The team behind Wordfence, a popular security plugin for WordPress, have reported seeing a large increase in cyber attacks aimed at WordPress-based websites over the last few weeks. This is believed to be due to a vulnerability in another WordPress plugin, File Manager, which has over 700,000 active installations. While the vulnerability only affects those running certain versions of the File Manager plugin, Wordfence reports that cyber attacks are up across the board, as cyber criminals cast a wide net with their attacks.

An estimated 455 million websites run on WordPress, accounting for more than 30% of sites worldwide.

WordPress is an immensely popular platform that allows users to create websites easily, often with little to no coding skills, and add functionality via plugins. WordPress has been around since 2003, and while it initially gained traction as a blogging platform, it has since gained a much larger audience.
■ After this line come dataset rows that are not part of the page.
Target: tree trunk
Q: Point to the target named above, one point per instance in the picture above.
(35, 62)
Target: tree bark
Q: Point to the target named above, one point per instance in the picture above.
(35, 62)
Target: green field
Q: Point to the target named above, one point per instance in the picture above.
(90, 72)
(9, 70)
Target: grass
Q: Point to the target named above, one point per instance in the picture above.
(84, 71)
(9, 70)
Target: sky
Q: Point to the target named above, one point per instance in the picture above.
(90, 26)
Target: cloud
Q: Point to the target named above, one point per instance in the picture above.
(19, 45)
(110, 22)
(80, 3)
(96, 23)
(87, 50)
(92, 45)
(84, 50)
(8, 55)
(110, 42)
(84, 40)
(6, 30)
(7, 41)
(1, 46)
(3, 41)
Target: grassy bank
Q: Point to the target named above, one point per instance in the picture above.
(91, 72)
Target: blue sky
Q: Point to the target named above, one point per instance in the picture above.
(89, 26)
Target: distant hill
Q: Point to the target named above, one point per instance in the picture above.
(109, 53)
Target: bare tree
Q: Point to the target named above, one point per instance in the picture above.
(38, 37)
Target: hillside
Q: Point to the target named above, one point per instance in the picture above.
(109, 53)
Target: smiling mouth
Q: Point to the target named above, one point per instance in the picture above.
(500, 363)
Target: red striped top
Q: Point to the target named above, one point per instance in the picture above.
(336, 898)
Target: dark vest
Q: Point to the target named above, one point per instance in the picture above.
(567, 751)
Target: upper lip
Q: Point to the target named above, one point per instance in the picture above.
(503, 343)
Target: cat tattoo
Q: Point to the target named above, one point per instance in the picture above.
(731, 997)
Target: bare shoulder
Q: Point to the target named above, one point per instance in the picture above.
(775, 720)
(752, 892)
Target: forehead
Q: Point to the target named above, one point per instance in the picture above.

Plugins are the bread and butter of WordPress, allowing users to add advanced functionality without writing complex code from scratch or paying a developer. However, like all software, plugins must be updated regularly to protect against vulnerabilities and prevent devastating zero-day attacks.

WordPress site owners who are using versions 6.0 to 6.8 of the File Manager plugin are advised to update the plugin immediately, as the recently-discovered vulnerability allows unauthorised parties (see: cyber criminals) to upload potentially malicious files or execute commands on their target site, with the potential to cause catastrophic damage.

Wordfence, whose security plugin protects WordPress sites against malicious traffic, has said that although the overall percentage of sites running the vulnerable versions of File Manager is low, they have seen a huge increase in bots attacks to check for weaknesses.

“Attacks against this vulnerability have risen dramatically over the last few days. Wordfence has recorded attacks against over one million sites today, September 4, 2020. Sites not using this plugin are still being probed by bots looking to identify and exploit vulnerable versions of the File Manager plugin, and we have recorded attacks against 1.7 million sites since the vulnerability was first exploited,” according to Wordfence’s Ram Gall.

“Although Wordfence protects well over three million WordPress sites, this is still only a portion of the WordPress ecosystem. As such, the true scale of these attacks is larger than what we were able to record.”

Incidences such as these where criminals jump up en-masse to take advantage of a vulnerability in a broadly-used plugin highlights how important it is to ensure your WordPress site is as up-to-date as possible. Plugins which are no longer in use should ideally be disabled to reduce a website’s risk.

The latest version (6.9) of the File Manager plugin mitigates this vulnerability and WordPress site owners are strongly advised to update to it as soon as possible.